The lymphatic vessels were lined with a single layer of LYVE-1-positive endothelial cells, while blood vessels containing red blood cells were negative for LYVE-1 staining (Fig. 1A). Lymphatic vessels with open lumina and lymphatic endothelial cells or cell clusters without a lumen structure were observed (Fig. 1B). The lymphatic vessels were distributed unevenly throughout the sections investigated. The median LVD in this study was 5.5 (range, 0–36). There were 40 (53.3%) cases of NHL with a LVD counting greater than or equal to the median. LVD was positive in 59.0% of the cases with aggressive morphology, while the LVD positive rate of indolent lymphoma was only 28.6% (P=0.039). The 5 cases with LVD >25 were all of aggressive histology. The LVD showed no correlation with the clinical parameters, including gender, age, lactate dehydrogenase (LDH) levels, β2 microglobulin (β2M) levels, extranodal involvement, disease stage, B symptoms and international prognostic index (IPI; Table I).

Figure 1. LYVE-1-stained lymphatic vessels in DLBCL. (A) Lymphatic vessels showed positive staining (black arrows) while blood vessels (red arrows) containing erythrocytes were negative. Original magnification, ×200. (B) Lymphatic vessels with open lumina and linear lymphatic vessels without lumen structure were both positive for LYVE-1. Original magnification, ×100. LYVE-1, lymph vessel endothelial hyaluronan receptor-1; DLBCL, diffuse large B-cell lymphoma.

Table I. Correlation of LVD, COX-2 and VEGF-C with clinical parameters in NHL.

Table I.

Correlation of LVD, COX-2 and VEGF-C with clinical parameters in NHL.

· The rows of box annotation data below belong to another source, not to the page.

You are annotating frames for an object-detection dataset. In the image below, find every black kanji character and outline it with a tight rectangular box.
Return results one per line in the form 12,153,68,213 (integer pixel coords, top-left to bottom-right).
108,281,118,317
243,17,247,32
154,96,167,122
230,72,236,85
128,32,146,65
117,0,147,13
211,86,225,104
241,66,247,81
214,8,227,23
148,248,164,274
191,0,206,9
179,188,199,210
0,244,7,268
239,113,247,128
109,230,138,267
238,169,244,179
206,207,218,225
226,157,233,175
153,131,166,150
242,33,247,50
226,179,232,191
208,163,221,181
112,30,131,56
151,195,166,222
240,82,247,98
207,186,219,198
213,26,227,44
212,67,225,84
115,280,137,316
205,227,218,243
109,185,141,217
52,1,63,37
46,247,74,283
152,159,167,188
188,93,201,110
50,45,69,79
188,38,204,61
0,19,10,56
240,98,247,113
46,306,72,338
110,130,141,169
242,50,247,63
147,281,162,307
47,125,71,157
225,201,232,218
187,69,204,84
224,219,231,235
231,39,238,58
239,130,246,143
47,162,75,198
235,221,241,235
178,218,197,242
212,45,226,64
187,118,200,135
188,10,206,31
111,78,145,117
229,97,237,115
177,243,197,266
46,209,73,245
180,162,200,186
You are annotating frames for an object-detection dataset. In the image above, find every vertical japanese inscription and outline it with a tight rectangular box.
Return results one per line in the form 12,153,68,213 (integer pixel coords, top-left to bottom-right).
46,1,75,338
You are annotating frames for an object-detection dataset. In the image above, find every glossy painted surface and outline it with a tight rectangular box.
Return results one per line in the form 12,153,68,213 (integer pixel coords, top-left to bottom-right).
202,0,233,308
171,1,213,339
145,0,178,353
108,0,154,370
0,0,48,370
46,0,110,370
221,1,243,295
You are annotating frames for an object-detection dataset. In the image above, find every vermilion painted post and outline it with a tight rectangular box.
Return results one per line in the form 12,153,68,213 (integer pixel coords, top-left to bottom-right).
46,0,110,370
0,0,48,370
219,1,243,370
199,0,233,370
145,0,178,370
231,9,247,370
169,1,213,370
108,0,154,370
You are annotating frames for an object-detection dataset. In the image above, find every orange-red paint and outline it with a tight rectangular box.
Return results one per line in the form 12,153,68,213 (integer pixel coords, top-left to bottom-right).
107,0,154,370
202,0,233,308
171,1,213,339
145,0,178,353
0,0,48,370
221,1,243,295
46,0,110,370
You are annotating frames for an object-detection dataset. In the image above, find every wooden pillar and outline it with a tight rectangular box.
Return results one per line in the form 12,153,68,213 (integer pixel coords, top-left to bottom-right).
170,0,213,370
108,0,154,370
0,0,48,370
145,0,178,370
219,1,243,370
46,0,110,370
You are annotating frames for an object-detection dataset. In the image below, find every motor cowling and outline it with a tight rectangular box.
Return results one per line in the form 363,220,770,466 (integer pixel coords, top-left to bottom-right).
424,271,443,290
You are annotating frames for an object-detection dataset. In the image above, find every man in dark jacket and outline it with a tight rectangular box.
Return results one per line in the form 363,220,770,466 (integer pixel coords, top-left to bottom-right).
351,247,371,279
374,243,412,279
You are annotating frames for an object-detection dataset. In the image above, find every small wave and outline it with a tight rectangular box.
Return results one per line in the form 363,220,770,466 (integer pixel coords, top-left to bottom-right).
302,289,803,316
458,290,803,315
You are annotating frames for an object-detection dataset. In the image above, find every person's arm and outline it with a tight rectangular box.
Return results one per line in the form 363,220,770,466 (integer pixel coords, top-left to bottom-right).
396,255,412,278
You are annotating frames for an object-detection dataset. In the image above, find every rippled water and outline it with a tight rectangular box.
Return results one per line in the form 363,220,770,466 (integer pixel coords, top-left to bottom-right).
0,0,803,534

Clinical parameters	n	LVD		P-value	COX-2		P-value	VEGF-C		P-value
		+	−		+	−		High	Low
Age (years)
<60	36	17	19	0.308	17	19	0.308	17	19	0.725
≥60	39	23	16		23	16		20	19
Gender
Male	46	23	23	0.466	24	22	0.800	23	23	0.884
Female	29	17	12		16	13		14	15
LDH
Normal	18	9	9	0.637	10	8	0.930	9	9	0.754
High	46	26	20		25	21		25	21
β2M
Normal	20	12	8	0.353	13	7	0.203	9	11	0.406
High	28	13	15		13	15		16	12
En inv
No	31	16	15	0.777	16	15	0.777	19	12	0.116
Yes	40	22	18		22	18		17	23
Stagea
I	15	7	8	0.737	7	8	0.517	5	10	0.383
II	18	9	9		7	11		9	9
III	22	11	11		11	11		10	12
IV	12	8	4		8	4		8	4
B symptoms
No	35	20	15	0.893	20	15	0.712	16	19	0.407
Yes	36	20	16		19	17		20	16
IPI
0–2	46	27	19	0.301	25	21	0.571	26	20	0.378
3–5	16	7	9		10	6		7	9
Histology
Indolent	14	4	10	0.039b	5	9	0.143	4	10	0.085c
Aggressive	61	36	25		35	26		33	28

{ label (or @symbol) needed for fn[@id='tfn1-ol-04-04-0695'] } COX-2, cyclooxygenase-2; VEGF-C, vascular endothelial growth factor-C; NHL, non-Hodgkin’s lymphoma.

a Ann Arbor staging system. LVD, lymphatic vessel density; LDH, lactate dehydrogenase; β2M, β2 microglobulin; En inv, extranodal involvement; IPI, international prognostic index.

b P<0.05;

c 0.05<P<0.1.

Expression of COX-2 and its correlation with clinical variables

Positive expression of COX-2 was observed in 40 (53.3%) of the NHL samples. COX-2 was expressed in the cytoplasm of lymphoma cells (Fig. 2). In addition, inflammatory cells, especially plasma cells, were also positive for COX-2. COX-2 expression was not correlated with the gender, age, LDH levels, β2M levels, extranodal involvement, disease stage, B symptoms or IPI of the patients (Table I). COX-2 expression showed no difference between the indolent and aggressive subtypes of NHL.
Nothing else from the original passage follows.